For people who are living in a home with SARS patients, and who are otherwise well, there is no reason to limit activities currently. The experience in the United States has not demonstrated spread of SARS from household contacts into the community. Contacts with SARS patients must be alert to the earliest symptom of a respiratory illness, including fatigue, headache or fever, and the beginnings of an upper respiratory tract infection, and they should contact a medical provider if they experience any symptoms.

Emerging Global Microbial Threats

Since 1994, CDC has been engaged in a nationwide effort to revitalize national capacity to protect the public from infectious diseases. Progress continues to be made in the areas of disease surveillance and outbreak response; applied research; prevention and control; and infrastructure-building and training. However, SARS provides striking evidence that a disease that emerges or reemerges anywhere in the world can spread far and wide. It is not possible to adequately protect the health of our nation without addressing infectious disease problems that are occurring elsewhere in the world.
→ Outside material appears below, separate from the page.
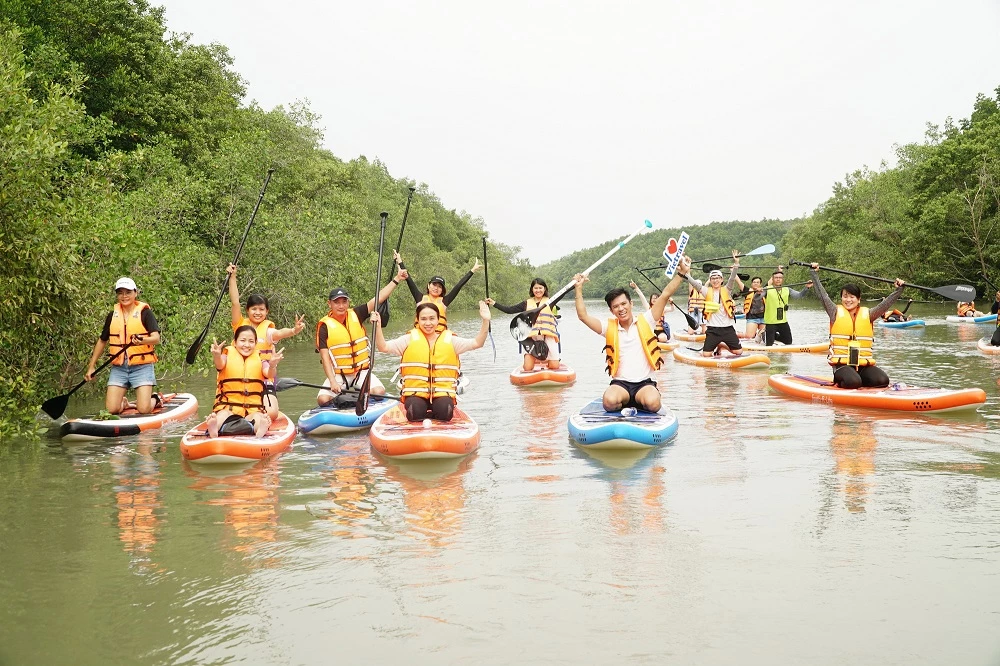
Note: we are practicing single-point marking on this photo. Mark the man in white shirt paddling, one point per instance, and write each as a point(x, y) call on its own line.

Last month, the Institute of Medicine (IOM) published a report describing the spectrum of microbial threats to national and global health, factors affecting their emergence or resurgence, and measures needed to address them effectively. The report, Microbial Threats to Health: Emergence, Detection, and Response, serves as a successor to the 1992 landmark IOM report Emerging Infections: Microbial Threats to Health in the United States, which provided a wake-up call on the risk of infectious diseases to national security and the need to rebuild the nation's public health infrastructure. The recommendations in the 1992 report have served as a framework for CDC's infectious disease programs for the last decade, both with respect to its goals and targeted issues and populations. Although much progress has been made, especially in the areas of strengthened surveillance and laboratory capacity, much remains to be done. The new report clearly indicates the need for increased capacity of the United States to detect and respond to national and global microbial threats, both naturally occurring and intentionally inflicted, and provides recommendations for specific public health actions to meet these needs. The emergence of SARS, a previously unrecognized microbial threat, has provided a strong reminder of the threat posed by emerging infectious diseases.

Conclusion

The SARS experience reinforces the need to strengthen global surveillance, to have prompt reporting, and to have this reporting linked to adequate and sophisticated diagnostic laboratory capacity. It underscores the need for strong global public health systems, robust health service infrastructures, and expertise that can be mobilized quickly across national boundaries to mirror disease movements. As CDC carries out its plans to strengthen the nation's public health infrastructure, we will collaborate with state and local health departments, academic centers and other federal agencies, health care providers and health care networks, international organizations, and other partners. We have made substantial progress to date in enhancing the nation's capability to detect and respond to an infectious disease outbreak; however, the emergence of SARS has reminded us yet again that we must not become complacent. We must continue to strengthen the public health systems and improve linkages with domestic and global colleagues. Priorities include strengthened public health laboratory capacity; increased surveillance and outbreak investigation capacity; education and training for clinical and public health professionals at the federal, state, and local levels; and communication of health information and prevention strategies to the public. A strong and flexible public health infrastructure is the best defense against any disease outbreak.

Thank you very much for your attention. I will be happy to answer any questions you may have.